La política vecinal de Chile ha estado alimentando con frecuencia los titulares de prensa durante los últimos años. Problemas de gas con Argentina, las peticiones de salida al mar de Bolivia y los asuntos limítrofes con Perú son sólo la punta del iceberg.

Lo cierto es que el país podrá dar un efectivo salto en su camino al desarrollo, sólo cuando logre establecer relaciones inteligentes, proactivas, renovadoras y estratégicas con sus vecinos más cercanos, ya que cualquier vía que se salte esta puerta estará condenada al fracaso sino logra afianzar una amistad permanente con países con los que deberá convivir siempre, especialmente en un mundo globalizado e integrado como el de hoy.

Mucho de esto logra entenderse a cabalidad con la lectura de un libro que si bien no es reciente, ofrece una rica óptica para entender las reales dimensiones del desafío. Se trata de la publicación “Nuestros vecinos”, editado por Ril Editores el año 2007.

Es una compilación de varios trabajos elaborados en un taller multidisciplinario que se llevó a cabo en el Instituto de Estudios Internacionales de la Universidad de Chile durante el año 2006. En él participaron profesionales de distintas áreas, países y organismos de análisis, nutriéndose de encuentros con personeros diplomáticos, empresarios, intelectuales, uniformados y expertos en las más diversas materias.

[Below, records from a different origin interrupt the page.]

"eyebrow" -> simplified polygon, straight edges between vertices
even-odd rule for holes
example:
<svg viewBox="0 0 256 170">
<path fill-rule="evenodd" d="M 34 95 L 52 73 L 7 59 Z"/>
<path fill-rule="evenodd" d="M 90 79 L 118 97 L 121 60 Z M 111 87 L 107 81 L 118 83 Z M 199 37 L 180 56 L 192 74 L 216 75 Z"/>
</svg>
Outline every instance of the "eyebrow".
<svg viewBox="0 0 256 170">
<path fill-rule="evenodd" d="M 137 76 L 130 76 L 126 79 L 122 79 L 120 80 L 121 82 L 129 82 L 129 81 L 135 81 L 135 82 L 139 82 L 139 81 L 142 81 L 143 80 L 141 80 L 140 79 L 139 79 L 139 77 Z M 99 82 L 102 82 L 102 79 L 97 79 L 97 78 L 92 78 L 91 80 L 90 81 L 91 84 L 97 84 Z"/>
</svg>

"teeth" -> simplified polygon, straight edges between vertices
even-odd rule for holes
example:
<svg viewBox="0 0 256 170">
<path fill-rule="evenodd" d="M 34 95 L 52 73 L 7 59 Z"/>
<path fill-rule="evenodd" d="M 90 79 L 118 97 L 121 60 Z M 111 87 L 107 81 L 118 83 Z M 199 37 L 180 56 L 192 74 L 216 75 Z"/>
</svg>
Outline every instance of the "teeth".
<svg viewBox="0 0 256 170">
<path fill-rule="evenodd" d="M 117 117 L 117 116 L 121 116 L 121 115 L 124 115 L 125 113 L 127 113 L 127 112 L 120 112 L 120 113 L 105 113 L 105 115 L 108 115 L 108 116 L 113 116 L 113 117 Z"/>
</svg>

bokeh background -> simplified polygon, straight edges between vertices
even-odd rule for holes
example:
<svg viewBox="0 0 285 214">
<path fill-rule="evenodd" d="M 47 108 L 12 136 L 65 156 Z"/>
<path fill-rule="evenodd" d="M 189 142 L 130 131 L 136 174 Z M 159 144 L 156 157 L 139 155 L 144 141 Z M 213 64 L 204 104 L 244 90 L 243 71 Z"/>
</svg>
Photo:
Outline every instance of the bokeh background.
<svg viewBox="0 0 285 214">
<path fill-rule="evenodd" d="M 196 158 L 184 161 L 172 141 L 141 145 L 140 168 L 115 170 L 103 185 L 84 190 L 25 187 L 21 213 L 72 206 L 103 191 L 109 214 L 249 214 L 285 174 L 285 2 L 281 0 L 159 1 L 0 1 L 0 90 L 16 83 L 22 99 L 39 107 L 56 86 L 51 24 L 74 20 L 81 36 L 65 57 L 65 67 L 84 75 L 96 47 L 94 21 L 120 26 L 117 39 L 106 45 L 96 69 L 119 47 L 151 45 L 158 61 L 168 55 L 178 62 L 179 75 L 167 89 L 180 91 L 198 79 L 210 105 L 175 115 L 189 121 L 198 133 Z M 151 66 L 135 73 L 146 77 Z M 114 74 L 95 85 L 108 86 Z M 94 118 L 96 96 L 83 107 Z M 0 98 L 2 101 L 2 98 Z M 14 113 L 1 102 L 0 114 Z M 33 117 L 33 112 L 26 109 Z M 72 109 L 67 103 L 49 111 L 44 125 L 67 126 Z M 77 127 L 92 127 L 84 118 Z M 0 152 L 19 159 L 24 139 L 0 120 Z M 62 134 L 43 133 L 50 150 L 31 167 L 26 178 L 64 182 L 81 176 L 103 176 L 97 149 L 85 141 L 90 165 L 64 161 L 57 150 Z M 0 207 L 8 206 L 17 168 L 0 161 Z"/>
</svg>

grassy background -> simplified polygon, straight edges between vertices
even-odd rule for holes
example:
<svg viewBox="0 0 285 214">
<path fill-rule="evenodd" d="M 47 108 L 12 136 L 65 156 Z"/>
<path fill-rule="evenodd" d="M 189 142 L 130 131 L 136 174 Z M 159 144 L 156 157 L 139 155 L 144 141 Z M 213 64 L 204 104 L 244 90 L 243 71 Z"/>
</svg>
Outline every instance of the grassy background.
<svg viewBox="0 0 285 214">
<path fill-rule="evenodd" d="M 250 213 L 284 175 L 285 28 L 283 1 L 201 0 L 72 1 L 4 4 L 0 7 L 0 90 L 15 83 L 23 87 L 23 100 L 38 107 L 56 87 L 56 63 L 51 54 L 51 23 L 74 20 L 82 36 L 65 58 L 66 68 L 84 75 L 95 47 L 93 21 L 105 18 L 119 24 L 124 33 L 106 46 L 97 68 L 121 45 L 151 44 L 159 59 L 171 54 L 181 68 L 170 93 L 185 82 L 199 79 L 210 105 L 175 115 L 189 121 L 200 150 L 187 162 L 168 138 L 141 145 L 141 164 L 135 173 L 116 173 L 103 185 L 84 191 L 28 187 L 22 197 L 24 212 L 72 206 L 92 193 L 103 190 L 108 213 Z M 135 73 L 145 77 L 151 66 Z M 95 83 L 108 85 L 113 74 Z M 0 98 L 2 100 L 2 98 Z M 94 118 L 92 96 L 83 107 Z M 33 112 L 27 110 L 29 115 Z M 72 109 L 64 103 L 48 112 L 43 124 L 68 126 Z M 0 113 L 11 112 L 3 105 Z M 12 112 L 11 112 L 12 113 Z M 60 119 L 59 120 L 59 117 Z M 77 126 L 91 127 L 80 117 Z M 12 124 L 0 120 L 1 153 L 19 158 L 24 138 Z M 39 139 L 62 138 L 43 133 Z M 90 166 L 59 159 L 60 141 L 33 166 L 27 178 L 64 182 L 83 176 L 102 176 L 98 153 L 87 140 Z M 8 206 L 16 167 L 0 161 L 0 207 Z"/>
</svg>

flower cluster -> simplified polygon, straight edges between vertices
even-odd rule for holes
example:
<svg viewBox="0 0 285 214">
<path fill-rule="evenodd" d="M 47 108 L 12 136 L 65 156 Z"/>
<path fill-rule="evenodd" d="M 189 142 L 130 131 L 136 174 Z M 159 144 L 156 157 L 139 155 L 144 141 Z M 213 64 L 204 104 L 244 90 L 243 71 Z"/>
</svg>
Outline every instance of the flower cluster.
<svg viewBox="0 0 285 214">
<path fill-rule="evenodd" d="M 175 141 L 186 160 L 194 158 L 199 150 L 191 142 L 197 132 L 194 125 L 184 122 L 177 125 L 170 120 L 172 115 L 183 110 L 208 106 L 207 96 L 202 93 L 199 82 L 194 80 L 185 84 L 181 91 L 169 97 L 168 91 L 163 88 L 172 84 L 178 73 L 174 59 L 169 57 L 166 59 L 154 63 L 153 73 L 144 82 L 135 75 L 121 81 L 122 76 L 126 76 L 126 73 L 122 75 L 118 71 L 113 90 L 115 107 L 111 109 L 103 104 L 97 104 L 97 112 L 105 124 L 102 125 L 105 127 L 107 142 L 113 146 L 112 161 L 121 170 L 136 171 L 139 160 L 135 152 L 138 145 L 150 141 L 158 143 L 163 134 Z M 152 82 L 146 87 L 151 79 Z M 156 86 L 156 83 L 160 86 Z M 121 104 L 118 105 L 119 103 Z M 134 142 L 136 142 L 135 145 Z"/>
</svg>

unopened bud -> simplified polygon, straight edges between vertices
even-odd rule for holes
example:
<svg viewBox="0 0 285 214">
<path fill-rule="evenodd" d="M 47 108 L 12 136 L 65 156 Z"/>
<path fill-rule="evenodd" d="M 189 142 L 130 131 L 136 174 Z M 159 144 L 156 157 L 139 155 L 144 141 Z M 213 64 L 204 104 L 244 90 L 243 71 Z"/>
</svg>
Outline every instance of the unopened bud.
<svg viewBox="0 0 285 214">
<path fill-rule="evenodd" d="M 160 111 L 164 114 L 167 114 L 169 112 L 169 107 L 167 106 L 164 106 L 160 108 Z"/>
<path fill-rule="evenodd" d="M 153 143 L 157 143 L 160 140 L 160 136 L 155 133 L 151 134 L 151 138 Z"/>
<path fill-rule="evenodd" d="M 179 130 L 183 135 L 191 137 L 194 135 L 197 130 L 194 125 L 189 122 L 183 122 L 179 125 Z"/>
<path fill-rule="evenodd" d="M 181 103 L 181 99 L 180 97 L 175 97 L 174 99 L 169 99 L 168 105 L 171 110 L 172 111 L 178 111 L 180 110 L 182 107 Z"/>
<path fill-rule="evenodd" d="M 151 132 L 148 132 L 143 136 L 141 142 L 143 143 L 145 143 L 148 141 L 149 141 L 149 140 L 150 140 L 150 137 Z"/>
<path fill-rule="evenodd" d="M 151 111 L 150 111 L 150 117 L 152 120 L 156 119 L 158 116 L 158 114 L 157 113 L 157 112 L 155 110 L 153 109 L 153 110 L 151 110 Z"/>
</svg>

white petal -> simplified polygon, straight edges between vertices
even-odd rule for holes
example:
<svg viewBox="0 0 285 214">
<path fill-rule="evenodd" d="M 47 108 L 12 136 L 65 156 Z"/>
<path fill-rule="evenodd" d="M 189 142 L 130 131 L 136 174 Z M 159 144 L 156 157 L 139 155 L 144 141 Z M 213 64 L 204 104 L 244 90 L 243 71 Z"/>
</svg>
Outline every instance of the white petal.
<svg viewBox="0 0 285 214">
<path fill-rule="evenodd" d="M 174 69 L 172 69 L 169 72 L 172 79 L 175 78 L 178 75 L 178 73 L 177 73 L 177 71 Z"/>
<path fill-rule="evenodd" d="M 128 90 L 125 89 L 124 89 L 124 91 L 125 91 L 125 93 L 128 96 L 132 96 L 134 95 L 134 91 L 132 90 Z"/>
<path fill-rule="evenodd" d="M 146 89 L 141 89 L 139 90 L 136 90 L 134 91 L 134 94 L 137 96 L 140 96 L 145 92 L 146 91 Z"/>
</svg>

La verdad es que era algo muy decepcionante que una experiencia así quedara perdida en el tiempo. Gracias al esfuerzo de los profesores Mario Artaza y Paz Milet es posible respirar tranquilos, puesto que quedaron para la posteridad –pero por sobre todo- para su acuciosa lectura, más de 500 páginas de un libro sorprendentemente aportativo, renovador y –lo mejor- ameno, en el que se proponen diversas claves para encontrar –finalmente- una vital y básica: el mundo actual invita al desarrollo de vínculos creativos, dejando atrás atavismos patrioteros o conceptos trasnochados que sólo implican cerrar los ojos a la realidad.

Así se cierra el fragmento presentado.